Molly Ivins Awtt Portrait

Molly Ivins

Political Columnist : 1944 - 2007

“The best way to get the sons of bitches is to make people laugh at them.”

Biography

Mary Tyler Ivins was born in Monterey, California and grew up in Houston, Texas. She graduated from Smith College in 1966, from the Columbia School of Journalism and studied for one year at the Institute of Political Sciences in Paris.

She began her newspaper career with the Houston Chronicle and then moved to the Minneapolis Tribune where she became the city’s first female police reporter. Returning to her home state as co-editor of the Texas Observer, she concentrated on politics and social justice issues. In 1976 Ivins became a political reporter for the New York Times, working first in New York then in Albany and, for three years, covering nine mountain states as Rocky Mountain Bureau Chief. She returned to Texas in 1982 as a columnist for the now-defunct Dallas Times-Herald and then, for nine years, with the Fort Worth Star-Telegram.
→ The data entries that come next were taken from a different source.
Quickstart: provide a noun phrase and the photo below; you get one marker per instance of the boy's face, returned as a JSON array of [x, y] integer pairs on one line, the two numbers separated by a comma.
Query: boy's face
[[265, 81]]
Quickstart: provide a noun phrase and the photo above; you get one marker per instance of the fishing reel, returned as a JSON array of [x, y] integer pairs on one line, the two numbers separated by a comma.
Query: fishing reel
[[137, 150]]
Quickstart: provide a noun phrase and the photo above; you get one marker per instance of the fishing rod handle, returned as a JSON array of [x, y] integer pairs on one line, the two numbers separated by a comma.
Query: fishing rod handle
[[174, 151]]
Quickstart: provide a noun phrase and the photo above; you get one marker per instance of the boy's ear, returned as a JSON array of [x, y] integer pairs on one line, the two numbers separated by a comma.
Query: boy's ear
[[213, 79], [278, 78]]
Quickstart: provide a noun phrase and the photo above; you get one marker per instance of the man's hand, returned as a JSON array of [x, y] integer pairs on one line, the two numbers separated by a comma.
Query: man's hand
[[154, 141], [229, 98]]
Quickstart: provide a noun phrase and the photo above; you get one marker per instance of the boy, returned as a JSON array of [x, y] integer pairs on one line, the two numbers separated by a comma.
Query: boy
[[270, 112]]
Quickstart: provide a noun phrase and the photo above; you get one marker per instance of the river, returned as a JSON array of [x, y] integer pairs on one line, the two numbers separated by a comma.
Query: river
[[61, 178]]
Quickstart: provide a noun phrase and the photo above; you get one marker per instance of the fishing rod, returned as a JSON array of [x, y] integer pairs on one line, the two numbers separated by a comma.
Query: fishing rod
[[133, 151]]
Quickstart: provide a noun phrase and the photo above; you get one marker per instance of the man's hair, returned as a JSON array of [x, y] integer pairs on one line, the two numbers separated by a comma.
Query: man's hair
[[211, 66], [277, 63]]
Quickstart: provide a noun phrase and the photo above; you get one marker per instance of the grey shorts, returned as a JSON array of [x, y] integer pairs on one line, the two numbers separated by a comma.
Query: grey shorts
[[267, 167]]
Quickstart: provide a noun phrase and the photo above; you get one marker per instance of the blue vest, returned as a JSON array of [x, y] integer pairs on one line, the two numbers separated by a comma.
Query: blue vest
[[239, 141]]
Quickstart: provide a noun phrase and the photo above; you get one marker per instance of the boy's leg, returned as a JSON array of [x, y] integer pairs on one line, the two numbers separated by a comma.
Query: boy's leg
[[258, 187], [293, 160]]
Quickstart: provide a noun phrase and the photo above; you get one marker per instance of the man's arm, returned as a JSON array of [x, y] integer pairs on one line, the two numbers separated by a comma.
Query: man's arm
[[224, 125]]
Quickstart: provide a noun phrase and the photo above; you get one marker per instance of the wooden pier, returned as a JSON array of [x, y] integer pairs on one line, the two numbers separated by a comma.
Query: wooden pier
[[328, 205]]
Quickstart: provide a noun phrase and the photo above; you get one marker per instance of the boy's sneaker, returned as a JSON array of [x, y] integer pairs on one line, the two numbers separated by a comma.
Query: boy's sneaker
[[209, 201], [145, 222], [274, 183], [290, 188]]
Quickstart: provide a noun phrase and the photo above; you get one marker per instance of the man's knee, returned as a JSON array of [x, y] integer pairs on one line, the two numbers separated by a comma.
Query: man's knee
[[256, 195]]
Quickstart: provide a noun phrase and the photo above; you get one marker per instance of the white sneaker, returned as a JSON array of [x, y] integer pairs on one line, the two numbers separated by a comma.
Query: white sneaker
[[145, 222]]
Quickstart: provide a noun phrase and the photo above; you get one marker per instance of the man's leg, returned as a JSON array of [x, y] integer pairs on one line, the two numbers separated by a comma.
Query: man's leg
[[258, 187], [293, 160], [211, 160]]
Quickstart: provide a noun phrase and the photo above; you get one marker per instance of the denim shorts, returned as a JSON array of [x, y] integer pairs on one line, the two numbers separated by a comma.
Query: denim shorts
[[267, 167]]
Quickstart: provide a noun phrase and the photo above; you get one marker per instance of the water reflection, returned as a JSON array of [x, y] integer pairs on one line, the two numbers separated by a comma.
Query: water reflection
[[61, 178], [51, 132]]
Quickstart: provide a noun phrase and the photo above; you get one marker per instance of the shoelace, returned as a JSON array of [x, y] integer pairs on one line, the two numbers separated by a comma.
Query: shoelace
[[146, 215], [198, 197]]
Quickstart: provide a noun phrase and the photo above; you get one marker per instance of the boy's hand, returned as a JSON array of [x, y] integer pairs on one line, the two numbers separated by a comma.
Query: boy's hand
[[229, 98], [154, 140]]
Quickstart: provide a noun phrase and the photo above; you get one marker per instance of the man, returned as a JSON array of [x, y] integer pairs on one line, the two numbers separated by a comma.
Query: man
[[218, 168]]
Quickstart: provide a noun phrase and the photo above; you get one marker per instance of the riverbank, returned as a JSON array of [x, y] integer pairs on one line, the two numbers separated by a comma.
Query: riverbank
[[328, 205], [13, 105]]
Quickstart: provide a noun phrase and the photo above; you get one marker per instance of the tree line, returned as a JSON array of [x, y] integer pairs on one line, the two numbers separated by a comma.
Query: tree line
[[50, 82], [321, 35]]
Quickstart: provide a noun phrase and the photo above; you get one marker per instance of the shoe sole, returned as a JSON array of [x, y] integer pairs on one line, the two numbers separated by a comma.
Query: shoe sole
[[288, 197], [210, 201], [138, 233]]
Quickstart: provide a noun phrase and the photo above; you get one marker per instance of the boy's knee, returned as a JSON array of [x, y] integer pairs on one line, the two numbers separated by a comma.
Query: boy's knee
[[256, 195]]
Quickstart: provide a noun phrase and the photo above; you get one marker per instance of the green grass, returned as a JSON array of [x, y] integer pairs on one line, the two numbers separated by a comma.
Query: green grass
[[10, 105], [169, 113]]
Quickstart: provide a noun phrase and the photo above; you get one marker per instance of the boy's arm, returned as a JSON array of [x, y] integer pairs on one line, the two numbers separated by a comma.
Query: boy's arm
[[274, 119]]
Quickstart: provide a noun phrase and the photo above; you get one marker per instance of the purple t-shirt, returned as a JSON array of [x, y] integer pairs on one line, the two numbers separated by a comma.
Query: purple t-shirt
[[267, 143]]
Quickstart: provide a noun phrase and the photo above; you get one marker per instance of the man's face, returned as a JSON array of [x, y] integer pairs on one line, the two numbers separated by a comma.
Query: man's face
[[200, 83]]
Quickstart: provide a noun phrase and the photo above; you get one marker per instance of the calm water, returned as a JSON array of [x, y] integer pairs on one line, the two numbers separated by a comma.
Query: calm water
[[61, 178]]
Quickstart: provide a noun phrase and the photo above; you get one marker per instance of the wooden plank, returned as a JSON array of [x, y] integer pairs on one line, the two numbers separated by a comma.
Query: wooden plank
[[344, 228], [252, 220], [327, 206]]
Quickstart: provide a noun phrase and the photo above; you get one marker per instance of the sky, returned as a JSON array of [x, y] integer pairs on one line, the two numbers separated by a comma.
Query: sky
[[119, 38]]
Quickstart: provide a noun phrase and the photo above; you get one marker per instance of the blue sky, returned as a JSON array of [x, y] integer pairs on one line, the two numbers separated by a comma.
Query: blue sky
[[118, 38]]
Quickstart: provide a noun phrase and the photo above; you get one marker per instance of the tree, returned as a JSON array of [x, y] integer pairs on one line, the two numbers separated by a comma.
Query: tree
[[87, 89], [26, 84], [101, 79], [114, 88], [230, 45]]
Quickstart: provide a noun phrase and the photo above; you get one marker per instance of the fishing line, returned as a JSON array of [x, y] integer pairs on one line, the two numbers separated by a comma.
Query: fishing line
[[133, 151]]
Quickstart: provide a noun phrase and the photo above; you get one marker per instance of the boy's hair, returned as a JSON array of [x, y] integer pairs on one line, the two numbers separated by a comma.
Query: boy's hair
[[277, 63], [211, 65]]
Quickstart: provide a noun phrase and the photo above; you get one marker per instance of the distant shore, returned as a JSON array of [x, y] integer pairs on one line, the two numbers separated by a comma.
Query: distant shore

In 2001, Molly Ivins became an independent journalist.

Her awards include the William Allen White Award from the University of Kansas, the Smith Medal from her alma mater, the Ivan Allen Jr. Prize for Progress and Service and the Pringle Prize for Washington Journalism from Columbia University. She was elected to membership in the National Academy of Arts and Sciences. Her freelance work appeared in many national magazines, and she contributed essays to both the Lehrer News Hour and National Public Radio. She wrote several books, including, Shrub: the Short but Happy Political Life of George W. Bush. She is an active participant in the journalism network of Amnesty International and the Reporters Committee for Freedom of the Press.

To honor a journalist as a truth teller is implicitly to comment on the scarcity of courage and candor in a profession ostensibly dedicated to writing and speaking the truth. Molly Ivins is singular in her profession not only for her willingness to speak truth to power but for her use of humor to lampoon the self-seeking, the corrupt and the incompetent in positions of public trust. Her wit and insight place her squarely in the tradition of America’s great political humorists like Mark Twain.